Saturday, 15 July 2006
135-8

Depleted Uranium Corrosion and Mobility in an Arid Environment.

Brenda J. Buck, Univ of Nevada Las Vegas, Dept of Geoscience, 4505 Maryland Pkwy MS4010, Las Vegas, NV 89154, Amy Brock, Univ of Nevada, Las Vegas, Dept of Geoscience, 4505 Maryland Parkway Box 4010, Las Vegas, NV 89154, April L. Ulery, New Mexico State Univ, Dept of Agronomy & Horticulture, P.O. Box 30003, MSC 3Q, Las Cruces, NM 88003, and William H. Johnson, Los Alamos National Lab, Los Alamos, NM 88649.
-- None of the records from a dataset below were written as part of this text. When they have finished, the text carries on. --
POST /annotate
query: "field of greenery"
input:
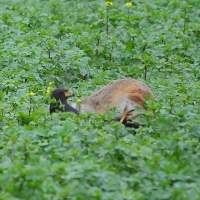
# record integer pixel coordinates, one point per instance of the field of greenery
(83, 45)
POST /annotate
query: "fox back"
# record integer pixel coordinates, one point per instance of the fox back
(124, 93)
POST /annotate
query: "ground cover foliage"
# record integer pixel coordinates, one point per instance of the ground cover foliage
(83, 45)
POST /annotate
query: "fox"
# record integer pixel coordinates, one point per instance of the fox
(126, 95)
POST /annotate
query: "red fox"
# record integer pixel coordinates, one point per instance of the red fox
(125, 94)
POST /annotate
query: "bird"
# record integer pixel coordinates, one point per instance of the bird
(59, 101)
(126, 95)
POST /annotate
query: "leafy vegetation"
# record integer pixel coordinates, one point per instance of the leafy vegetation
(83, 45)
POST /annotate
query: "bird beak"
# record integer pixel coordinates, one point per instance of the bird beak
(69, 93)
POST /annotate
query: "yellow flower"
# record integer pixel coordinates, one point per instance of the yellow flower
(78, 101)
(51, 83)
(109, 3)
(128, 4)
(30, 94)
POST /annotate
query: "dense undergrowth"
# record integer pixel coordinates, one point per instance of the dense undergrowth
(83, 45)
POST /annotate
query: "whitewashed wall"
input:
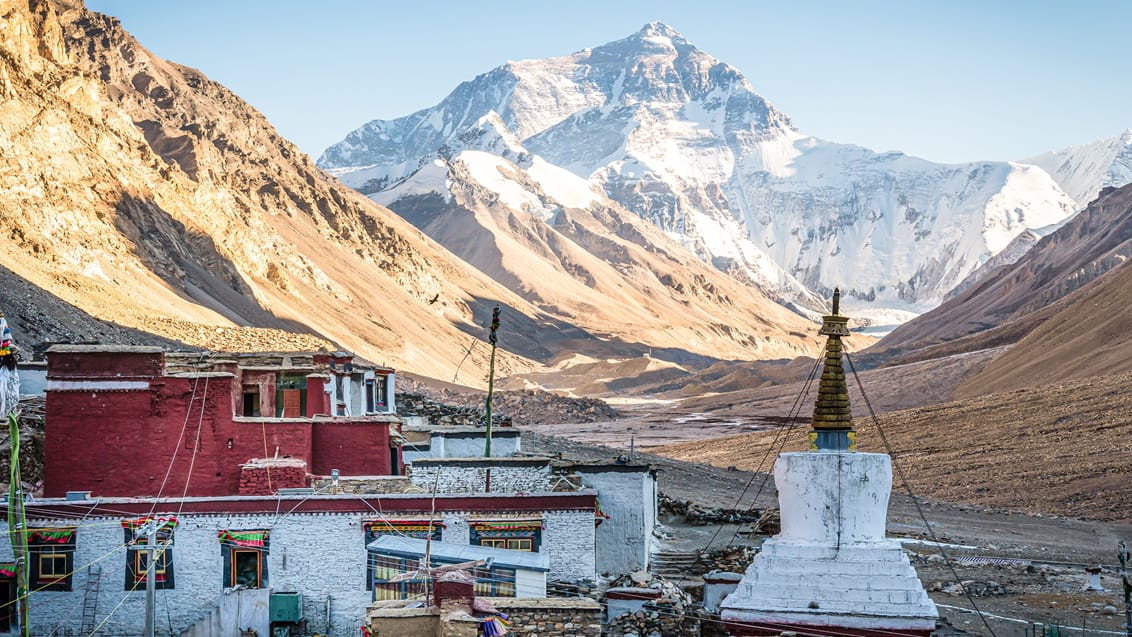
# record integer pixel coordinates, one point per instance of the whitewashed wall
(629, 499)
(320, 556)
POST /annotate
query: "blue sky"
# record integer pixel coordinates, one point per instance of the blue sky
(948, 80)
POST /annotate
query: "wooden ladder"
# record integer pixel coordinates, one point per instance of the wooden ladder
(91, 597)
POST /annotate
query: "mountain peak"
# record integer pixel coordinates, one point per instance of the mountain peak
(657, 28)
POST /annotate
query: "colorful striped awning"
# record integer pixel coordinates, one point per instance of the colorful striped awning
(403, 525)
(253, 539)
(52, 535)
(531, 524)
(139, 522)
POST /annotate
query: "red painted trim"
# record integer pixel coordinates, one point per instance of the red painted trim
(318, 505)
(743, 629)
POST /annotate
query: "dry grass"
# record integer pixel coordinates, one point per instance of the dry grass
(1056, 449)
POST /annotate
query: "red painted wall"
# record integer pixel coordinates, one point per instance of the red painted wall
(353, 448)
(123, 442)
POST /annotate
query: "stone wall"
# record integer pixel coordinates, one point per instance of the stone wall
(469, 475)
(320, 556)
(302, 550)
(627, 493)
(568, 539)
(445, 415)
(555, 617)
(366, 485)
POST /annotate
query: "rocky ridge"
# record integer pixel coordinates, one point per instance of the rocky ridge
(684, 141)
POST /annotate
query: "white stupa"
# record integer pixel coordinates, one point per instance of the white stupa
(831, 571)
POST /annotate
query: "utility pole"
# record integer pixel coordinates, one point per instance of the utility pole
(17, 519)
(17, 530)
(151, 575)
(1128, 588)
(487, 447)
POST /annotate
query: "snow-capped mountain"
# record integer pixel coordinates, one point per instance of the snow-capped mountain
(1082, 171)
(682, 139)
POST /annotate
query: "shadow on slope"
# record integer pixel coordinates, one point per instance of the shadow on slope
(189, 261)
(39, 318)
(546, 338)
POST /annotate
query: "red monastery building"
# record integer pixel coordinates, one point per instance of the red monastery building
(128, 421)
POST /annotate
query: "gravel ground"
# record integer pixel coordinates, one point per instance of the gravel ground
(1040, 576)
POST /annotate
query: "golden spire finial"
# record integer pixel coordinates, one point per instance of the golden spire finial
(832, 423)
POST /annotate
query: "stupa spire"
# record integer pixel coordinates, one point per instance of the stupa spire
(832, 423)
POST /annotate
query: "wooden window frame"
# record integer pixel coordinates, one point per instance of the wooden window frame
(396, 590)
(231, 551)
(233, 561)
(56, 552)
(374, 530)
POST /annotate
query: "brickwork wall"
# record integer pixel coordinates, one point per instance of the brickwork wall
(568, 539)
(551, 618)
(471, 478)
(365, 485)
(266, 479)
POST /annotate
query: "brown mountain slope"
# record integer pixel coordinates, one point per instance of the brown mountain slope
(146, 197)
(137, 191)
(1013, 300)
(611, 273)
(1057, 448)
(1091, 335)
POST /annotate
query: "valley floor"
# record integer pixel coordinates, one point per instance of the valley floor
(1036, 577)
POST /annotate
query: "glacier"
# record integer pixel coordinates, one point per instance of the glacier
(683, 140)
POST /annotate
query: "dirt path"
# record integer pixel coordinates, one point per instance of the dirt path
(1039, 577)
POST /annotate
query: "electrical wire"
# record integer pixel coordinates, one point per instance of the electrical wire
(69, 574)
(781, 432)
(903, 479)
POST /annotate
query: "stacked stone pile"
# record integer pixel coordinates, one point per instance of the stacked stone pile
(446, 415)
(672, 614)
(729, 559)
(551, 617)
(766, 519)
(266, 476)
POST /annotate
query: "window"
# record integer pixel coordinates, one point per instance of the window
(380, 392)
(385, 568)
(250, 401)
(52, 557)
(511, 543)
(418, 528)
(247, 568)
(291, 396)
(489, 583)
(137, 559)
(370, 397)
(7, 596)
(495, 582)
(245, 554)
(341, 394)
(512, 534)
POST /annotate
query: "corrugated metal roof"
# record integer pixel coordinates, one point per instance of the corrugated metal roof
(451, 551)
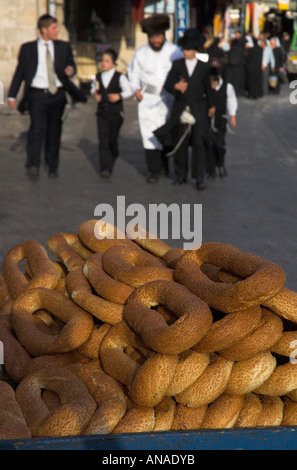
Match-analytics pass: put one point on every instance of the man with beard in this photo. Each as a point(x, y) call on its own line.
point(147, 72)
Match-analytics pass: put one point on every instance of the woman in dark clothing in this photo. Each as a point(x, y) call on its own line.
point(235, 68)
point(279, 63)
point(254, 70)
point(189, 82)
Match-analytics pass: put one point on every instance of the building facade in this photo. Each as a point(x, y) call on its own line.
point(93, 25)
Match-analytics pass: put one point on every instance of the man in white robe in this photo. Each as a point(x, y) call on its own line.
point(147, 73)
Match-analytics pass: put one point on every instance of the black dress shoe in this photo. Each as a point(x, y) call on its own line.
point(222, 171)
point(105, 173)
point(152, 179)
point(179, 181)
point(33, 172)
point(200, 184)
point(53, 174)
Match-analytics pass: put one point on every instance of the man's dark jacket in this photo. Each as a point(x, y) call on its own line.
point(27, 66)
point(199, 97)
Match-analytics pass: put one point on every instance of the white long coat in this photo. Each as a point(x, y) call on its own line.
point(148, 70)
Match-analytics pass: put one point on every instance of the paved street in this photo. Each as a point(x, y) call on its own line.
point(254, 208)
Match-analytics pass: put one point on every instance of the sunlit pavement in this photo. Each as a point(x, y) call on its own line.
point(253, 208)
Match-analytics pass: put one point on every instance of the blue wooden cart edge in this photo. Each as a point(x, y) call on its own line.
point(274, 438)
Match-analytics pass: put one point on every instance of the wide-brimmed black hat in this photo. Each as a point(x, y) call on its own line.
point(191, 40)
point(155, 24)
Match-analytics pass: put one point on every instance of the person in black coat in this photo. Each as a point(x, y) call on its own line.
point(189, 82)
point(45, 65)
point(280, 59)
point(109, 89)
point(235, 68)
point(254, 79)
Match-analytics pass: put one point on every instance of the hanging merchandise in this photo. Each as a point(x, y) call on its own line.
point(283, 4)
point(256, 22)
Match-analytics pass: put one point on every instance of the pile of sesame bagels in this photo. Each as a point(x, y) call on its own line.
point(107, 333)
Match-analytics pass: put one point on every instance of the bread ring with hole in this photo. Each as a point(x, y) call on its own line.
point(81, 293)
point(264, 337)
point(223, 412)
point(272, 411)
point(133, 266)
point(103, 284)
point(261, 279)
point(148, 241)
point(282, 381)
point(250, 412)
point(98, 235)
point(186, 418)
point(147, 383)
point(229, 329)
point(70, 419)
point(290, 412)
point(78, 324)
point(139, 418)
point(248, 375)
point(16, 357)
point(190, 366)
point(164, 414)
point(286, 345)
point(42, 268)
point(12, 421)
point(209, 385)
point(195, 317)
point(172, 256)
point(4, 293)
point(284, 303)
point(91, 347)
point(65, 247)
point(108, 395)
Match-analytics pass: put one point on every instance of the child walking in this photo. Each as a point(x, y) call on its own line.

Depleted Uranium (DU) particles remaining in arid zone soils after munitions use present a potential environmental and health hazard that needs to be further understood. The soil around a DU penetrator that had been weathering for 22 years in an arid southwestern U.S. site was examined by soil geomorphic, scanning electron microscopy, X-ray diffraction, and electron microprobe analyses to determine the products and processes of DU corrosion in an unsaturated environment. The primary products of corrosion were schoepite and metaschoepite which occur as silica-cemented, mixed schoepite-metaschoepite/clay/silt aggregates, as schoepite-metaschoepite-only aggregates, or as coatings upon soil grains. The mobility of DU is limited at this site by soil geomorphology and chemistry under the current environment which combine to decrease the potential health risks of uranium. Uranium mobility and risk could increase however, if land-use or climate changes occur. Improved extraction procedures are needed to characterize DU behavior in alkaline soils in the presence of amorphous silica and clay coatings.